EDGE: Neither team is an offensive juggernaut, but the Rays rate a slight edge because of Myers and Longoria.

TAMPA BAY: The Rays have a strong double-play combination with Yunel Escobar and (mostly) Zobrist. Desmond Jennings has athleticism in center, but in the final month or so of the season, had a tendency to misplay balls hit over his head -- he did so two or three times in a series with the Red Sox. Behind the plate, Jose Molina may run like a block of granite, but he's expert at framing and stealing strikes for his pitchers. James Loney is a plus defender at first.
CLEVELAND: The Indians made almost 40 more errors than the Rays over the course of the regular season. Asdrubal Cabrera is a standout at short and Kipnis has shown improvement at second. At first, Swisher is a DH masquerading as a fielder. Bourn can track down balls with his speed. Catcher Yan Gomes threw out 39 percent of would-be base-stealers.
EDGE: Tampa Bay.

TAMPA BAY: Unlike a year ago, when closer Fernando Rodney was the closest thing to a lockdown closer, the Rays have had some ninth-inning issues this year; Rodney had eight blown saves, though the majority of those came in the first half of the season. Set-up man Joel Peralta led the league in appearances and is a strong eighth-inning option. Lefty Jake McGee pitched in 71 games and struggled in the final weeks, perhaps a result of the workload.
CLEVELAND: It's never a good thing when a team has to change closers in the final week of a season, but that's what the Indians had to do when Chris Perez imploded one too many times. Justin Masterson, who missed time down the stretch with an oblique strain, is the new ninth-inning man. Sidearmer Joe Smith is good at getting ground ball outs while Cody Allen generated more than a strikeout per inning.
EDGE: Tampa Bay. Even with questions about Rodney, the Rays have more experience in their pen and at this time of year, that counts for something.
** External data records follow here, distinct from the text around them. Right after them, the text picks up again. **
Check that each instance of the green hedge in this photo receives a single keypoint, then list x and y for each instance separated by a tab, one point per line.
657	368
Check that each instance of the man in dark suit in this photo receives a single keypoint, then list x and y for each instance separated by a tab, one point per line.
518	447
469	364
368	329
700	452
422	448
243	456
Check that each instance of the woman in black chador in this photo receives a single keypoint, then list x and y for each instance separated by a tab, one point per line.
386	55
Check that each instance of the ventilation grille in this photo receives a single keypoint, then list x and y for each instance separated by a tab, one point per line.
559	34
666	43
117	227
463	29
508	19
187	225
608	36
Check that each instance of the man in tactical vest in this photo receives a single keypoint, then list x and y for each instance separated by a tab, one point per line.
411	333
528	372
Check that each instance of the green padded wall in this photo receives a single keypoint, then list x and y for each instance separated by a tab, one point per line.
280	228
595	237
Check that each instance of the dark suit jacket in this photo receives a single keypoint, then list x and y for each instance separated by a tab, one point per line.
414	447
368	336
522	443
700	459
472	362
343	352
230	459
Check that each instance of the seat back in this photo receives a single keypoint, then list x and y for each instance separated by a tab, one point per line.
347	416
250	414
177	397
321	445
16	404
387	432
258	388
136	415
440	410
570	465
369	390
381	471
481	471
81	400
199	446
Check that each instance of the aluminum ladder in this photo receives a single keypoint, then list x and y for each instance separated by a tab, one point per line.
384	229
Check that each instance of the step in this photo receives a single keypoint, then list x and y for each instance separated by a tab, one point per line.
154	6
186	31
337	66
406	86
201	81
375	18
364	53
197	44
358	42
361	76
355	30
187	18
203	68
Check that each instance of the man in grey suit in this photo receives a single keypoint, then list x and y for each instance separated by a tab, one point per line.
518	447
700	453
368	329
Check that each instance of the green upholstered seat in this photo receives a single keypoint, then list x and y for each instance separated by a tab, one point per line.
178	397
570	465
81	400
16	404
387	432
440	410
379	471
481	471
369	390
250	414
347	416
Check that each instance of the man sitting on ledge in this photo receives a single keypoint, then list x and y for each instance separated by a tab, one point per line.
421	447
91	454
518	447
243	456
TAMPA BAY: Maddon is a master motivator and strategist, who gets the most out of his roster and limited payroll. He's not above doing something unorthodox and sometimes the moves appear to be about doing something different for the sake of doing something different, but it's hard to argue with the results.
CLEVELAND: Francona has worked wonders in his first year in Cleveland, directing the Indians to a 92-win season and finishing just two games in back of a much, much more talented Detroit team. The Indians, with little margin for error, won their final 10 to get into the playoffs and are riding a huge wave of momentum. And, if you'll recall, Francona is no stranger to pressure and big games in October.
EDGE: Even

SUMMARY: The Rays were better during the season, though they won one fewer game, since they played in a far tougher division. On paper, they have a better rotation a better bullpen and better defense. But it's hard to ignore the roll that the Indians are on and what Francona has meant for them in the dugout. The Indians look like the easier opponent, but given the intangibles at work, be careful what you wish for, Red Sox fans.